Are we then expected to ignore blatant evil and leave it unchallenged? I don’t think so, and that’s not what the parable or Jesus are saying here. The reality of sin and evil in our world is clear. It’s because of the existence of sin and evil, what Francis Spufford memorably described as ‘the human propensity to [bleep] things us’ that God gave his people the law and the commandments to guide their interactions as a community. Every human society or community needs some kind of code of conduct, and consequences for those who fall outside of it, and justice in this world is just that: for this world, and for this present time. The final call is not ours to make, thanks be to God.

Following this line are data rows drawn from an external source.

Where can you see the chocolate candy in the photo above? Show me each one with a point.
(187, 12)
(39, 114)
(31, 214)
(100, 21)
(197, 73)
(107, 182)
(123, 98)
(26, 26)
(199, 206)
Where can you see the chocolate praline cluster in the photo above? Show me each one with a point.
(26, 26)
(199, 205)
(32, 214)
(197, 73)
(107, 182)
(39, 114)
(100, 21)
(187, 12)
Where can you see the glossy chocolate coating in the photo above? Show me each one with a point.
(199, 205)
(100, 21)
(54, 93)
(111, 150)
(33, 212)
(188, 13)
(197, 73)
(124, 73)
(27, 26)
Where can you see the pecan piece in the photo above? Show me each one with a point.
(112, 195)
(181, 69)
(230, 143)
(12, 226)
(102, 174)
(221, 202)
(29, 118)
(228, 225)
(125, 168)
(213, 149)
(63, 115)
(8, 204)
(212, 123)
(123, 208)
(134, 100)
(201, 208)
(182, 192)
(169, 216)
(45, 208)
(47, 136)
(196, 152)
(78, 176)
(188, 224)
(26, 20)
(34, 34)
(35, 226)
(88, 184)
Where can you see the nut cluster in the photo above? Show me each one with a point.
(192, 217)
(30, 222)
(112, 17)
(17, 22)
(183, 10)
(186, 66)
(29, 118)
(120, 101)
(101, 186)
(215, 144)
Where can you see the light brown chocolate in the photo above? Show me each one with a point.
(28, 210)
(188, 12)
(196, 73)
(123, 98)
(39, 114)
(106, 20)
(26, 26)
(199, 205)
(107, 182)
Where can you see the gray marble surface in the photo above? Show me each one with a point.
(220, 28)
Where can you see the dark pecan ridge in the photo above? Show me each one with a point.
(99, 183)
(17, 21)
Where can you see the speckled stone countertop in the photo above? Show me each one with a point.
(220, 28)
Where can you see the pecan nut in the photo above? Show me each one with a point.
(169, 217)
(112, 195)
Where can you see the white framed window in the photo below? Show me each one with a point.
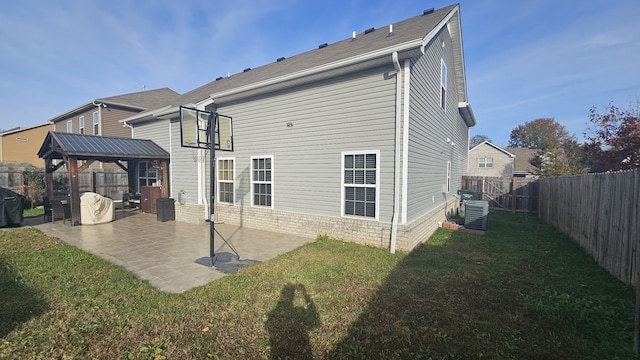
(226, 176)
(96, 123)
(147, 174)
(360, 185)
(262, 181)
(448, 184)
(443, 84)
(485, 162)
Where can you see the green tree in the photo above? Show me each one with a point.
(543, 134)
(558, 152)
(615, 137)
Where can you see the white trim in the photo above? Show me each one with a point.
(321, 68)
(443, 84)
(232, 181)
(93, 123)
(493, 146)
(448, 180)
(405, 140)
(377, 185)
(436, 29)
(263, 182)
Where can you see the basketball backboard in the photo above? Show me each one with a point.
(195, 127)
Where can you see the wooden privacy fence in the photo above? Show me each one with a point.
(600, 212)
(512, 194)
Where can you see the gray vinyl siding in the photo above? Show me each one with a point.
(429, 127)
(183, 170)
(352, 113)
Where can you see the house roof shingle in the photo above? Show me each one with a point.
(408, 35)
(141, 101)
(522, 162)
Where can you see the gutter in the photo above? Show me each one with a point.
(467, 114)
(410, 45)
(396, 182)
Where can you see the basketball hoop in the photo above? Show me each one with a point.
(199, 130)
(198, 155)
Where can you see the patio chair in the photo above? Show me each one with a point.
(118, 198)
(60, 211)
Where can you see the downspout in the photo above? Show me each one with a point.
(396, 182)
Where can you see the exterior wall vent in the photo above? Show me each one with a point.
(475, 214)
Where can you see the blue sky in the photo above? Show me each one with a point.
(524, 59)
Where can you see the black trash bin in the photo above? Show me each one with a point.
(11, 207)
(165, 209)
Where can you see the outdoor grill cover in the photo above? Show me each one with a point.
(96, 209)
(11, 205)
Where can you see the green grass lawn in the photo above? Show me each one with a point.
(522, 291)
(33, 212)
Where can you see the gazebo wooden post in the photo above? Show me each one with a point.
(74, 196)
(48, 177)
(132, 166)
(164, 186)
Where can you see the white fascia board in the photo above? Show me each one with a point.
(322, 68)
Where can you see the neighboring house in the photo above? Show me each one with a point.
(522, 166)
(487, 159)
(21, 145)
(363, 139)
(101, 116)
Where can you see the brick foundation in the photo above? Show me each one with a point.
(360, 231)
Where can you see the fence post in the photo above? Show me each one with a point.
(513, 195)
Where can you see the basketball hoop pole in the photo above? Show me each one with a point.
(212, 184)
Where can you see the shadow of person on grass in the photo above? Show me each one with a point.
(289, 324)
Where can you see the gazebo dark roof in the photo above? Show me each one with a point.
(57, 145)
(71, 148)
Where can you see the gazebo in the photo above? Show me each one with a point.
(71, 148)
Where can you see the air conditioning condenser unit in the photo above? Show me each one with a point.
(475, 214)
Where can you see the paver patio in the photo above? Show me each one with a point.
(165, 253)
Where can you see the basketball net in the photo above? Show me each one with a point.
(199, 155)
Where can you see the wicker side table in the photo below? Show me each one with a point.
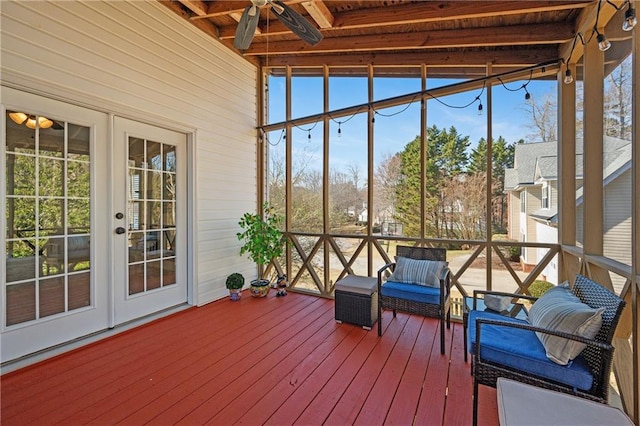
(356, 301)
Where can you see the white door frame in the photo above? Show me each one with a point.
(45, 334)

One of the ways of thinking about God’s judgement that has made sense to me was described by Malcolm Guite, in a commentary on his sonnet for the feast of the Holy Innocents. He points out that in the book of Revelation, we see the lamb at the centre of the throne. Our great shepherd, always presented in contrast to the flock he loves so much, has become one of the sheep, and has learnt at first hand what it is to be mistreated, to be made the victim of the wolf. Guite then goes on to say, “in that final light, there will be no evasion, no spin, no propaganda, no polite euphemisms, but only searing truth. But right at the heart of the truth will be the Lamb, who died as much for the Herods as for their victims; and even there ‘the need and chance to salvage everything’, the possibility in repentance, for the blood-thirsty themselves to be ‘washed…in the blood of the Lamb”.

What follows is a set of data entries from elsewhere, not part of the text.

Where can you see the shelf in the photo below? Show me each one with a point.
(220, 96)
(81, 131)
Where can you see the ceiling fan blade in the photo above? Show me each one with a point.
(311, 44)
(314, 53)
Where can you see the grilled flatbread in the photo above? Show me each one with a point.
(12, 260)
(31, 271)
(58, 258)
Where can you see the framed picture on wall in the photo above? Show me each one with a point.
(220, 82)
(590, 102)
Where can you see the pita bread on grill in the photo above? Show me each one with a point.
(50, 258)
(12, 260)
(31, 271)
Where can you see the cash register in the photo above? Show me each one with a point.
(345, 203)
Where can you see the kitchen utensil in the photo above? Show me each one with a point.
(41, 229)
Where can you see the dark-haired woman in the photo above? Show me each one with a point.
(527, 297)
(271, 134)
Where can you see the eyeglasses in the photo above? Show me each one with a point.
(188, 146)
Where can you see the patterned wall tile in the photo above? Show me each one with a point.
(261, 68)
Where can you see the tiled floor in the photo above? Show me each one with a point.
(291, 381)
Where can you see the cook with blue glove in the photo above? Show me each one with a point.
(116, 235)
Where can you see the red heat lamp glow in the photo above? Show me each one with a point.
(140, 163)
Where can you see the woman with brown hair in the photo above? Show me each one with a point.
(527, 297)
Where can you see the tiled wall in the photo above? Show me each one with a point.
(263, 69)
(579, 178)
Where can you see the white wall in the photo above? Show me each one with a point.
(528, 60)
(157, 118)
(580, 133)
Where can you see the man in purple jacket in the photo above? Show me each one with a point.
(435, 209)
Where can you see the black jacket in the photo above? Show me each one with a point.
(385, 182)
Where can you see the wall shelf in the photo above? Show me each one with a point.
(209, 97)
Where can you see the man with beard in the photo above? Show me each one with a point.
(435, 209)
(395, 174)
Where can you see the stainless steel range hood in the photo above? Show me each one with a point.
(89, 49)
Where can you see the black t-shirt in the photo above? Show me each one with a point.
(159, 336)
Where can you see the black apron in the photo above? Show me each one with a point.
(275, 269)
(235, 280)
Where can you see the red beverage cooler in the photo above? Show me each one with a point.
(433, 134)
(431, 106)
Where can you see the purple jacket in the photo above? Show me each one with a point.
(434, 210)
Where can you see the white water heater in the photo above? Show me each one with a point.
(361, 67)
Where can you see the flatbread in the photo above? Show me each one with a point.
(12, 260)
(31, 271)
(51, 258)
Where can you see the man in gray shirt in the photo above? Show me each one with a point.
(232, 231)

The thing is, though, if Herod has to come before the throne of God, if we want them, all those bad people, to be exposed to that “searing truth”, then we have to be ready to come before it too. We cannot demand judgement for them, without being willing to undergo it ourselves. And now two things happen. The line between us, the goodies (of course), and them, the baddies, breaks down – or, rather, runs though each of us, such that there is only “us”. As uncomfortable as it may feel and sound and be, we’re all in this together. If I hope that when the time comes, I may be judged gently and fairly, and with love, then I must also hold this hope for all who will come before God. For all that facing the truth in this way is a searing experience, I also long for the day when all of my rubbish will finally be burned away. And here then comes the second thing, the even deeper reality: “right at the heart of the truth will be the lamb”. The lamb, the truth of whose sacrifice and love and power is bigger and greater and mightier and stronger than any of the powers of sin and evil and chaos that sometimes seem so dominant in our world and in our lives. The lamb who will take away – who is already taking away, if only we’ll let him – all that corrupts, all that leads us to hurt ourselves, one another and our planet. All of it will one day be gone, thank the Lord.

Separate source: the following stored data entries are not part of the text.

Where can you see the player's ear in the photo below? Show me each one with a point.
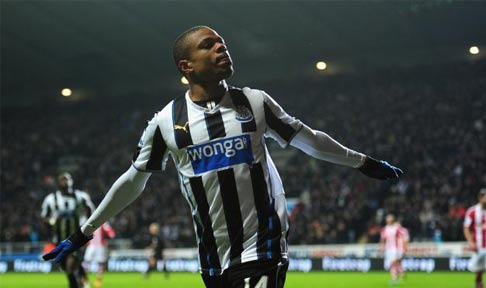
(185, 66)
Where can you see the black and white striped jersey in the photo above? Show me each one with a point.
(225, 172)
(65, 212)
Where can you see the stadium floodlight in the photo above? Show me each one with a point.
(321, 65)
(474, 50)
(66, 92)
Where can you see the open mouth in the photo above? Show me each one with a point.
(223, 58)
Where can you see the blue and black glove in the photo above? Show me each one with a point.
(67, 246)
(380, 169)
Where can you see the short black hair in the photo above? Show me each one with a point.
(180, 49)
(482, 192)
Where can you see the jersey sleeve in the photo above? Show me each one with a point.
(469, 218)
(279, 125)
(151, 153)
(86, 201)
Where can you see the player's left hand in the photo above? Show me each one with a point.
(380, 169)
(67, 246)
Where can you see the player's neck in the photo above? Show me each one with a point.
(207, 91)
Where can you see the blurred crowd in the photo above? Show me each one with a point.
(429, 121)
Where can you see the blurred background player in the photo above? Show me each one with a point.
(475, 234)
(394, 242)
(155, 250)
(97, 251)
(64, 210)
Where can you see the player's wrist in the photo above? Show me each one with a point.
(78, 238)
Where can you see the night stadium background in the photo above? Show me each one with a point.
(403, 81)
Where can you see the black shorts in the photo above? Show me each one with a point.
(255, 274)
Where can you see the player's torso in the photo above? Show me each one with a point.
(392, 239)
(65, 203)
(203, 141)
(225, 177)
(479, 227)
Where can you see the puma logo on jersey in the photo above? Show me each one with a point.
(184, 128)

Because, as we lift our eyes beyond judgement, we see Jesus, dying on a cross, crying out to the Father and saying, “it is finished” Right to the very end, he has his eyes fixed on God, even when all seems lost. And here is where our focus must be: not on others and the specks of dust in their eyes, but on God. The God of whom Solomon says, “[your] care is for all people…although you are sovereign in strength, you judge with mildness, and with great forbearance you govern us…you have filled your children with good hope, because you give repentance for sins.”

And Paul picks this up in the letter to the Romans when he says that we “have received a spirit of adoption”. Adoption, both in Roman times, and still in our day, creates a new reality, a new family, new parents and new children. Although we still await the complete fulfilment of this promise, it is true now. We are all already children of God, we are all already heirs with Christ, we are all already those whom God created and said, “it is very good”. We’re left once again with the very familiar now and not yet of the kingdom, the “eager longing” and the “groaning in labour pains” as old gives way to new. Living here is challenging, sometimes painful, dark, chaotic. And sometimes wonderful too. Wherever we may be today on our journey, simply our being here now in this place bears witness to the “heart of the truth” that is the lamb upon the throne, the one who we love, worship and follow, the one into whose sheepfold we will be gathered, and the one who has reconciled us to God.